Jour 55 du Grand Confinement

mercredi 20 mai 2020, par Frédérique Niobey

Dernier atelier puisque demain sera un autre temps...
Demain, nous déconfinons...

Aujourd’hui, revenir sur ce que fut cette expérience d’écriture durant ce temps si particulier du grand Confinement.
ECRIRE donc...

Écrire en tournant en rond , attentive à ne pas cogner les murs, esseulée, loin des autres au dehors, inaccessibles, dangereux. Façonner des ronds qui enferment, des spirales qui emprisonnent, chercher un souffle qui libère, haleter, respirer.

Écrire des histoires pour sortir de soi, rêver de couleurs arc-en-ciel, laisser son regard errer en imaginant des chimères, enfourcher des licornes, écrire une baguette à la main pour enfanter la lumière, engendrer les ténèbres, complémentarités nécessaires.

Écrire la contrainte, la clôture, chercher pour dire l’enfermement, enrôlée pour incarcération volontaire, cloîtrée sans religion, devenir forteresse et tenir son bastion, son périmètre... Dresser des barricades, défense assurée... Propension à se terrer, garantie de sauvegarde... Penser s’immuniser en reléguant les autres, attention danger !

Écrire certains jours les yeux fermés, stylo timide sur la feuille blanche. Hésiter, gribouiller, patiner, partir à la dérive et perdre le cap, flotter, vagabond furtif à la langue lestée.

Écrire avec l’ennemi, silencieux, insidieux, contagieux, la crainte sournoise crochetée à l’esprit comme une moule à son rocher, farandole de mots anxiogènes ressassés à longueur de journée, parasites de la pensée, épouvante masquée.

Écrire quelque chose, un petit rien pour tâter la consigne, la garder en bouche, la goûter, essayer des mots, chevaucher des idées, rejeter dépitée, être soeur Anne et ne rien voir venir, attendre l’étincelle, encourager le stylo et noircir la feuille blanche.
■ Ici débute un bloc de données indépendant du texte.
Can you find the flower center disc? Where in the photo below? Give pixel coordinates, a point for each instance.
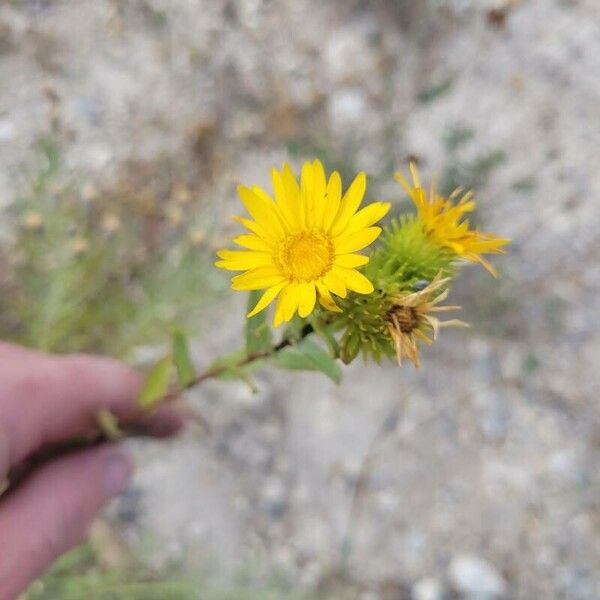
(306, 256)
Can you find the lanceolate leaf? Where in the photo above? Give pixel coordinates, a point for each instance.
(327, 336)
(183, 363)
(259, 336)
(156, 384)
(308, 356)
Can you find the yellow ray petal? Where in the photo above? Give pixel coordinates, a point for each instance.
(287, 304)
(256, 279)
(262, 210)
(332, 200)
(266, 299)
(306, 299)
(350, 203)
(263, 232)
(356, 241)
(334, 283)
(253, 242)
(367, 216)
(354, 280)
(325, 299)
(351, 261)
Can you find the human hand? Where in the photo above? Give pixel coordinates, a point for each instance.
(46, 401)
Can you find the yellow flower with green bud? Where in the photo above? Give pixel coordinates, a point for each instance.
(303, 241)
(302, 249)
(301, 252)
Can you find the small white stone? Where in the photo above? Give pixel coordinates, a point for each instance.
(476, 579)
(347, 107)
(427, 589)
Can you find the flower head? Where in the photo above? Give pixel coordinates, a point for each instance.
(302, 244)
(444, 221)
(410, 318)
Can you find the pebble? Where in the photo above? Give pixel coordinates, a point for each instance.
(427, 588)
(476, 579)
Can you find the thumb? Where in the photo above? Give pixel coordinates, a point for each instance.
(51, 512)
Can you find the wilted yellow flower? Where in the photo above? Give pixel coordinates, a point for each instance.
(444, 221)
(79, 245)
(410, 319)
(110, 223)
(301, 246)
(32, 220)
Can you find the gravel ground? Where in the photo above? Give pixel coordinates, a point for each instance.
(476, 476)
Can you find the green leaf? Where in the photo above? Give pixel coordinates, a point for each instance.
(308, 356)
(181, 355)
(109, 425)
(327, 336)
(259, 336)
(156, 384)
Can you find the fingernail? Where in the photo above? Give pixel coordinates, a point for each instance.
(117, 473)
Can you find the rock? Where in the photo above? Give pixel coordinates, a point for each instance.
(476, 579)
(427, 588)
(347, 107)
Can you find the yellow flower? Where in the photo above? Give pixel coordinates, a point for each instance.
(410, 319)
(444, 221)
(302, 243)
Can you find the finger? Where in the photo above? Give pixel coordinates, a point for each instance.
(45, 400)
(51, 512)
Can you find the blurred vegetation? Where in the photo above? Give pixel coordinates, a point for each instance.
(102, 271)
(81, 574)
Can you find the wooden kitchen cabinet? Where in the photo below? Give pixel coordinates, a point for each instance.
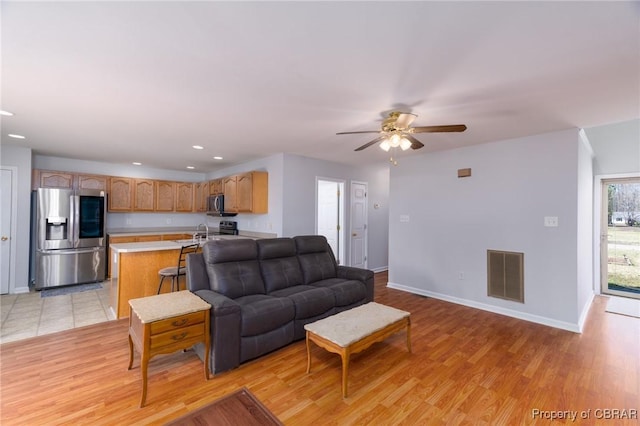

Écrire pour ne pas pleurer, larmes de sel invisibles sur visage impassible, terrassée par une onde de tristesse, percussions inattendues, cœur brisé sur mer tourmentée, bouche ouverte sur hurlements inaudibles, inspirer, expirer, cracher la solitude au goût d’amertume.

Écrire un jour de grand soleil, caresser sa paresse, s’immoler aux rayons, s’engloutir dans le néant pour n’être qu’une peau à dorer, une chair brûlée, un parchemin inachevé.

Écrire un matin la jouissance du temps pour soi, voir venir d’un œil enjoué les heures voluptueuses, déguster, temporiser, attentive à ne rien bousculer, se pelotonner dans cet espace confidentiel, l’intimité non partagée, particulière, si secrète et ne pouvoir que se taire.
Roselyne

Écrire.

Tous ces derniers jours j’ai beaucoup réfléchi …
et chaque après-midi impossible de faire autrement que d’ÉCRIRE …
Écrire sur ma feuille toute l’avalanche des mots préparée en secret ou venue me bousculer 
lors de ma promenade (courte tant le vent glacé me saisit !!)
et plus fastidieux pour moi , après , taper les paragraphes successifs …
Relire re-changer ajouter couper remplacer re-re-lire …
sortir un exemplaire pour le lire sur papier, 
autre distance indispensable …
- moins bien pour l’économie papier et cartouche d’encre, à mon rythme défendant-
nécessaire, comme ces mots qui dansent et qui me soulèvent…
le poids m’est ôté , et j’avance plus légère.
Et une tentative de conclusion, car si je me mets à nouveau à écrire aujourd’hui, 
l’humeur peut me détourner ou au contraire renforcer certains points à peine marqué, touché , derrière.
Tout derrière, des brides qui n’attendent que de l’espace et l’énergie pour aller courir sur la plage,
 crier à tout vent ,
 jusqu’à se percer les tympans 
et être transpercée par mon propre cri de dedans. 
Écrire comme on écrit une lettre.
Écrire que la journée sera belle.

Stéphane.

Écrire, retrouver chaque matin le Grand Atelier du Grand Confinement

Écrire le confinement dans sa durée. Sept semaines qui ne connaissent pas leur fin et laissent les mots d’un jour sans point qui les arrête, dans l’appel ouvert à ceux qui les suivront.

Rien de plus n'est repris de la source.